Agriculture, by far and away, is the most significant economic driver of Norfolk County. Both now and into the future, farming issues demand a new political priority.
Historically, farmers were well represented in the political and planning process of the county. But political restructuring and the demands of a more urbanized society resulted in a burgeoning bureaucracy and a shift of political representation and priorities.
In response, Norfolk County council created an Agricultural Advisory Board (AAB) to articulate rural and farming issues.
Brett Schuyler, recently re-appointed chair of the committee, represents a new generation of Norfolk farmers.
“We’re representative county-wise and attracting full time farmers,” he said.
As a multi-generational farmer dating back to the earliest days of Norfolk County, Schuyler has a strong sense of the importance of agriculture and what it will take to maintain its important role.
Schuyler is heartened by the current representation on the advisory committee. He is particularly encouraged by the participation of a new generation of entrepreneurial farmers who reflect new trends in agriculture.
He cited new members such as John Picard of Picard Peanuts, Dusty Zamecnik of Home Town Brewery, Mike Bakos and Anita Buehner of Bonnieheath Winery and Lavender, along with Trish Fournier, James Hill, Doug Long, Murray McLaughlin, Erich Remler and Cornelius Meijaard.
Once the preserve of established traditional farmers, agricultural policy was primarily concerned with large scale land use. However, in the last generation both the nature and types of farming has transformed the rural landscape dramatically.
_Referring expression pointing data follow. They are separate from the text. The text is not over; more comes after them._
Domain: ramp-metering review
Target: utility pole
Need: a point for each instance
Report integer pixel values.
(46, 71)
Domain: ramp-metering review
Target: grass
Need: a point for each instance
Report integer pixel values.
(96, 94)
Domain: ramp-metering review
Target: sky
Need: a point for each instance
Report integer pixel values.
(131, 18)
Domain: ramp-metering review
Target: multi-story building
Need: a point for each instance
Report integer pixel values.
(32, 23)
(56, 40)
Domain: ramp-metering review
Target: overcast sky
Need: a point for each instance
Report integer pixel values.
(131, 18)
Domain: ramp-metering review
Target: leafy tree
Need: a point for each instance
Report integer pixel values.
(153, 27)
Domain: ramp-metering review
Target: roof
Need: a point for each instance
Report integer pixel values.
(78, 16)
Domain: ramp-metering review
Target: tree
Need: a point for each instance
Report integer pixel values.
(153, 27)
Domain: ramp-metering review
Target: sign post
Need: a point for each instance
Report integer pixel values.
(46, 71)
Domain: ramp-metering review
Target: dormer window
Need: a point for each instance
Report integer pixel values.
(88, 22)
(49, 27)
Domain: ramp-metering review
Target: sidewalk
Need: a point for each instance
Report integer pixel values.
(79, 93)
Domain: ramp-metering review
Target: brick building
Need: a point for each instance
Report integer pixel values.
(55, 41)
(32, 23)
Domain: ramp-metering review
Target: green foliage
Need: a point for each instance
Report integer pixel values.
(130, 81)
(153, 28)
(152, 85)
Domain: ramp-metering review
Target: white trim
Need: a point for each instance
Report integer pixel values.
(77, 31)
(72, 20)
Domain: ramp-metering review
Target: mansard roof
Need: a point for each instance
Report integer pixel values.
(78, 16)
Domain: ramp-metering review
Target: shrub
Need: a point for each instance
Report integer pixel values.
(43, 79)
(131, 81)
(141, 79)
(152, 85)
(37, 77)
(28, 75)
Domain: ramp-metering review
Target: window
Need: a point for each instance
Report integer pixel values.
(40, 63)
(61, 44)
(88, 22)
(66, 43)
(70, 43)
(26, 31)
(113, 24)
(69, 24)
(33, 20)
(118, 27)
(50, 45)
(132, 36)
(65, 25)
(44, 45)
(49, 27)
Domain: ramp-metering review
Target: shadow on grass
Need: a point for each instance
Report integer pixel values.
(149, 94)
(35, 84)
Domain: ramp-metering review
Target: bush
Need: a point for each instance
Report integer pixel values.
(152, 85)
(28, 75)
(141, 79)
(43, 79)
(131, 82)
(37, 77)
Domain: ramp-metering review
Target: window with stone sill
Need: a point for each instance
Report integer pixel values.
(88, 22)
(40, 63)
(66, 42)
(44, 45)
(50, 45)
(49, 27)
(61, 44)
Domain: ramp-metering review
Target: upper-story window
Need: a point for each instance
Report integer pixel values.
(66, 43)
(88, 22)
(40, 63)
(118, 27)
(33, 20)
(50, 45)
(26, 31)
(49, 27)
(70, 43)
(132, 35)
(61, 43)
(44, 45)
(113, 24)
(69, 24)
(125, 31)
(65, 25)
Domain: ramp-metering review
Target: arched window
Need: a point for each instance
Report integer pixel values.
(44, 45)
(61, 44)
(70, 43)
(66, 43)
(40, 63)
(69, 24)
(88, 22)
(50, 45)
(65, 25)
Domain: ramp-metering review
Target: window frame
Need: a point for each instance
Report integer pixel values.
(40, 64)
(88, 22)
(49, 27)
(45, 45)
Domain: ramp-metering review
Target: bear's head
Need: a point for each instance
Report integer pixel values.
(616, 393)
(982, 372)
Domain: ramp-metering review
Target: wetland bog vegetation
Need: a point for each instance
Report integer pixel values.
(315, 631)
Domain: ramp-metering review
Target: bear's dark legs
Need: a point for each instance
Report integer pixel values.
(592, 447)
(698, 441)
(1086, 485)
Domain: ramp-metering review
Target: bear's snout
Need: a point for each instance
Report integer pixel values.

While preservation of farm land and agricultural production remains at the heart of their considerations, Schuyler said large acreage should no longer dominate the Official Plan. Large acreage crops such as tobacco, grain and corn have been bolstered by small specialty crops and on-farm value added enterprises.
On-farm value-added enterprises have proved to be a trend to enhance the viability and versatility of the agricultural sector. Not only are new businesses created, so too is employment and tourism..
“Today, people can make a living off two acres of land,” he explained.
These issues are currently under consideration by the AAB in an Official Plan and zoning bylaw review by Norfolk County Council
“If we don’t do it, agriculture doesn’t get heard,” Schuyler.
Among recent recommendations of the AAB is a request to support policies to permit wineries, craft beer or micro-breweries and distillers across Norfolk County and remove requirement to limit the use of locally grown fruit to 30 per cent.
The AAB has also been concerned with worker accommodations and suggested farmers be allowed to house workers “in the most efficient way possible.” They also voted for financial support of the new Fanshawe agri-business management program.